Ash had been following the fascistic conspiracy in the US to overturn the constitution: “Now with Trump, the US is moving towards stripping their citizens of all rights and privileges. But it would be wrong to say that isn’t an Australian position as well. For decades, Australia has vehemently opposed refugees coming into the country, in addition to asylum centres we have in offshore countries. It just speaks to the fact that Australia isn’t willing to address the United States’ policy on immigrants and its breaches of human rights, because Australia has breaches of its own on this issue. That’s a conversation neither the Labor Party nor the Liberal Party are interested in having.”

A retired barrister at the Sydney rally said she was “not surprised” by Albanese inviting Herzog, noting that, last year, “Netanyahu made a very frank threat to Australia, saying that if we didn’t get hold of ‘antisemitism’ by Rosh Hashana, we’d be sorry. They’re my words, but I think that was a threat.”
Asked about the Labor government’s support for the Israeli genocide, she said: “I think none of the world leaders are innocent. They’re either party to it, or they’re compromised. Obviously it’s a strategic thing. But I’d say there’s a combination of greed and self-interest and compromise and threat.
“I think people are aware of it now. They weren’t before.”

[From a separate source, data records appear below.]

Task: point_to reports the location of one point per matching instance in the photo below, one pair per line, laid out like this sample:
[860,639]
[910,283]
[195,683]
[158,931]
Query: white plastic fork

About the Bondi terror attack, she said, “There were people that were killed, so you can’t minimise the loss of life. But I’m a bit cynical about it. Immediately, the anti-semitism laws, or hate speech laws, or whatever they were called [were passed].

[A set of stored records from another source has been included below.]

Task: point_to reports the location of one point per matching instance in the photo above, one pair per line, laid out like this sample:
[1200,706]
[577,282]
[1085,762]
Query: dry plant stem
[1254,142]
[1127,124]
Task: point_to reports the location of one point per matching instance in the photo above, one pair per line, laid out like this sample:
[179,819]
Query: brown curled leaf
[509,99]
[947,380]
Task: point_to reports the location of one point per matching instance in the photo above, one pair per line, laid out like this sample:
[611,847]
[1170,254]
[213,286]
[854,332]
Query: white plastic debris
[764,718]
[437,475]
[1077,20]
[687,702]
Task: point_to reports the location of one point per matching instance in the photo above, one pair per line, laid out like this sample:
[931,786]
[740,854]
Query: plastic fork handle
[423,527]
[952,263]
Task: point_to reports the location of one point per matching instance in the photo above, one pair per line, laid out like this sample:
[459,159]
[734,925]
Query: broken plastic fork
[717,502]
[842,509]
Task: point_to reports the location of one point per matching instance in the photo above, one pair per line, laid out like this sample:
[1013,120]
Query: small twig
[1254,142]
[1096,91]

“They’ve been trying to bring in [anti-protest laws] since, probably, the war in Iraq. Definitely, they’ve been talking it up for at least the last year. The war in Iraq was about regime change, strategic and moneyed interests. There was a whole confluence of greed and political opportunism, and Paul Wolfowitz was into regime changes, the Project for the New American Century and all that.”
She agreed that, despite years of mass protests against the genocide, Australian Labor governments were moving to the right and “clamping down” on opposition. She said: “I don’t bother appealing [to the government]. You see it in the UK, you see it in the US. It doesn’t matter what party we vote for. They’re all the same. They’re not going to listen.”
Sarah, a counsellor, said: “I’m here because Australia’s complicit in genocide and it needs to stop—we need to break the system.”
She said she was “not surprised at all” by Labor’s welcoming of Herzog: “They’re only interested in profit and the weapons manufacturing industry.”
Asked why governments support Israel, Sarah said it was rooted in “US imperialism, as well as the capitalist profit system.”
She noted that brutal US-led imperialist interventions go back decades, referring specifically to Vietnam and Afghanistan, saying, “we have a US president now that says the quiet part out loud, but every US president has done the same thing.
“It’s colonialism. The US has had its eye on Iran, and Iran’s been a thorn in its side, for a very long time. No matter what you think of their leaders, the Iranian people should dictate and decide their future.
“This is part of a plan, the US understands it’s losing its power, its global hegemony. This is end-stage capitalism and this is the part where we’re going to see them do whatever they want to do, as a last-ditch effort to save their empire. But all empires fall. I think people will get to a point where they are that disenfranchised and I have hope that the people will rise up.”